The creature had been like greased lightning, crossing the sandy track before me from undergrowth on the right to undergrowth on the left in a split-second, leaving only a most blurred impression.  A panther?  Surely this was too far-fetched?  Gradually the episode faded from my mind.


Lligwy, with its wide sandy beach and beautiful bay, is popular with families, fishermen and watersport enthusiasts.  Dolphins may sometimes be glimpsed leaping the waves…

And, yes, when I went online after finding that old email exchange, I did indeed discover a press report confirming that on 31st January 2008, five months before my twilight experience, there’d been a claimed big cat sighting in roughly the same spot.

The claim was made by a visitor from Ashton-under-Lyne who’d come to Lligwy with his son to fish.  It was a crisp day with good visibility, and they were walking up a path from the car park when, a hundred yards ahead, they saw a large black cat, possibly a puma.  It was described as “bigger than a Labrador” and “in good nick.”  Unfortunately the creature disappeared into the undergrowth before they could take a picture.
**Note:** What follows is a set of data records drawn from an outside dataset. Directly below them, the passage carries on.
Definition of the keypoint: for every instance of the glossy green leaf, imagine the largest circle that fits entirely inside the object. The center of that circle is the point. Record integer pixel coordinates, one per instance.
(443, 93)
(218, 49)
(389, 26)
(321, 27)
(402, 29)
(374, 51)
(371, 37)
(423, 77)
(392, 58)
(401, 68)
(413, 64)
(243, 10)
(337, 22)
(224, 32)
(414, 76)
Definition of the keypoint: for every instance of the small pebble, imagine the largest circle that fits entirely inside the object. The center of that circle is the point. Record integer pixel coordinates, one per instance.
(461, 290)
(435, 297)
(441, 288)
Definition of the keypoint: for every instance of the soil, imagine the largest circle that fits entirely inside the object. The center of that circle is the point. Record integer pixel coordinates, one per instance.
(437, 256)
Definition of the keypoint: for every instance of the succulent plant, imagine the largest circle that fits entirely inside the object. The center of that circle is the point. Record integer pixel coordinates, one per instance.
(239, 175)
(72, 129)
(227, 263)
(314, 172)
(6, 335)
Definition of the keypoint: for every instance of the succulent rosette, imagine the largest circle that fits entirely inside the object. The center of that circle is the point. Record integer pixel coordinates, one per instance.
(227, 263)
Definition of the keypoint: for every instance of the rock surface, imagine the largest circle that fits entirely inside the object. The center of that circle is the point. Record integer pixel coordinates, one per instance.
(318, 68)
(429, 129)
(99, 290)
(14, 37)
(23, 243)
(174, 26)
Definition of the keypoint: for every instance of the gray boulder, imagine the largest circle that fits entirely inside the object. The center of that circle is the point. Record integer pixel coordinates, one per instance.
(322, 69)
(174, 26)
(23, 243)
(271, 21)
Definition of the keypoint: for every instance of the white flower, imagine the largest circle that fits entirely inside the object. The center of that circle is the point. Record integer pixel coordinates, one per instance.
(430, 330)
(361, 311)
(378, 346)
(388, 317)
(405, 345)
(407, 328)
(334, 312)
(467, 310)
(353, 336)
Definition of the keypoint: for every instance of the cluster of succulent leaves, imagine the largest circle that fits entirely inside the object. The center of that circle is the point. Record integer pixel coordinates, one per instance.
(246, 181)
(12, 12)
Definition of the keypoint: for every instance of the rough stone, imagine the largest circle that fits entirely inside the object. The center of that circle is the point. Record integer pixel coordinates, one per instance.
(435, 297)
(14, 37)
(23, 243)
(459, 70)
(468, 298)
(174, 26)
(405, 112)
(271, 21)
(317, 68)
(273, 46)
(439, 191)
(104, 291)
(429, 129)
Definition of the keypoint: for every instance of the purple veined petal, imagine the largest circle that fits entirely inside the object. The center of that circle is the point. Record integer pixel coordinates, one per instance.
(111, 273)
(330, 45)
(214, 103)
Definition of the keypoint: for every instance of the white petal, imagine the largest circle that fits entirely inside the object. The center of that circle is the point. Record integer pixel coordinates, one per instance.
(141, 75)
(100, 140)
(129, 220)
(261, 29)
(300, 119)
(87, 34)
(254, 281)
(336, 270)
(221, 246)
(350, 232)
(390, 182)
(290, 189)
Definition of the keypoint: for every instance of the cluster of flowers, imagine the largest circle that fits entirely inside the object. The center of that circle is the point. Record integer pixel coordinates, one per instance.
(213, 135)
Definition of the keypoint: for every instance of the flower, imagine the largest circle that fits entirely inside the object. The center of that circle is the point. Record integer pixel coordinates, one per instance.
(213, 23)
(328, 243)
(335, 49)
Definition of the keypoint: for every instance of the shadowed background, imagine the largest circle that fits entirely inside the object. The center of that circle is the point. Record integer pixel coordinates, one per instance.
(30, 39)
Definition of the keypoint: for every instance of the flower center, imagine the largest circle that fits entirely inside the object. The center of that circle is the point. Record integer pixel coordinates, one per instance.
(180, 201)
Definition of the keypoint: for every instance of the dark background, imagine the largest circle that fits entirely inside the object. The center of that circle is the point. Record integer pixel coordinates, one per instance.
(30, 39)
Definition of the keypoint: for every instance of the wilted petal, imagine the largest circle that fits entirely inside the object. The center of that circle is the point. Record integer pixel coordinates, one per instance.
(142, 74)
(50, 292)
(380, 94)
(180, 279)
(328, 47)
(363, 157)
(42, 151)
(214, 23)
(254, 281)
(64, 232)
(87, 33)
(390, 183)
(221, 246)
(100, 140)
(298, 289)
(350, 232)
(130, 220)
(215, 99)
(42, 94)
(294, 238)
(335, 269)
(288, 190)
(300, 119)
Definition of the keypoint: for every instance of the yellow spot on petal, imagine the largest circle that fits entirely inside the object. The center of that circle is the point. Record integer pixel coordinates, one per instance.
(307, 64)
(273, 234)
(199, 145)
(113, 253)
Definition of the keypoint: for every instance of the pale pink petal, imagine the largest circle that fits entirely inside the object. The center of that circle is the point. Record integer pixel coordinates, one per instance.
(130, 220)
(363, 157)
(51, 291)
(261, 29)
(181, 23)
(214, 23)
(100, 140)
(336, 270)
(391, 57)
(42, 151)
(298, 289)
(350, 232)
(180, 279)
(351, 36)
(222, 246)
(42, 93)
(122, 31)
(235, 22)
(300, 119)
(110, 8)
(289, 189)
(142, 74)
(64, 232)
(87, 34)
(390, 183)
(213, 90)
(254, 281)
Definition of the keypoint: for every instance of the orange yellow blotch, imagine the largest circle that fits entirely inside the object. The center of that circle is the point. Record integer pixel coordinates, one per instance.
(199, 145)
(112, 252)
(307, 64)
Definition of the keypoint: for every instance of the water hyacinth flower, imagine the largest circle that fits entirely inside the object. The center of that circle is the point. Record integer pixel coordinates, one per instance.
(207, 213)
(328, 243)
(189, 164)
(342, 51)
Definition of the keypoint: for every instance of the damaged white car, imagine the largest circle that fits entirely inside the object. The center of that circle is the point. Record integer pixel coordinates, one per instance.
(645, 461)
After further searching, I came across another press story of note, this one dating from October 2011, over three years after my possible sighting.  A farmer from the north of Anglesey claimed to have encountered a large black cat, possibly a panther, on eight separate occasions, most recently when it attacked a ram in broad daylight, biting its neck.  He shouted at the beast and it made off at great speed.  The farmer claimed to have seen it jump over hedgerows with ease.

With both the February 2008 and October 2011 stories, the police told the press that nothing had been brought to their attention.


So how likely is it that what I glimpsed that evening at Lligwy was a big cat on the loose?  Well, it certainly wasn’t a ghost – that was a joke.  It crossed my path in a flash but I knew it was a living, breathing animal of some sort, probably a predator, and quite a big one too.  Bigger than a fox?  Possibly, yes.  Feline?  Hmmm… I must beware my imagination getting the better of me!

Big cats, phantom cats, mystery cats… many of the claimed UK sightings are bound to have been hoaxes or mistaken observations.  But not all.  In 1980, a puma was captured in Inverness-shire, Scotland, put in a zoo and given the name Felicity.  In 1991, a Eurasian lynx was shot in Norfolk.  And these are just two examples of big cats reportedly killed or captured here.

But how could big cats alien to Britain be roaming free?  Zoo escapes maybe?  Possibly the most plausible theory is that following the Dangerous Wild Animals Act 1976, requiring owners to be licensed, some released their exotic cats instead.

As to whether big cats really do live and breed in the wilds of Anglesey, I’ve no idea.  But this I do know: whatever it was I glimpsed that evening at Lligwy, it unnerved me sufficiently to beat a hasty retreat back to the caravan!


Copyright © Paul Beech 2014


From → True Stories

  1. Paul, anything is possible now days, and thankfully you made it back to the caravan unharmed. The holiday you experienced brought beautiful pictures to my mind’s eye. Although the weather was not the best you made me think of misty sights of the schooner and the walk along the cliff tops overlooking the bay. It makes me want to pack a bag and visit North Wales.

  2. Thanks, Pat. I hadn’t heard about the claimed puma sighting at the time of my twilight experience, but it still left me feeling rather wobbly.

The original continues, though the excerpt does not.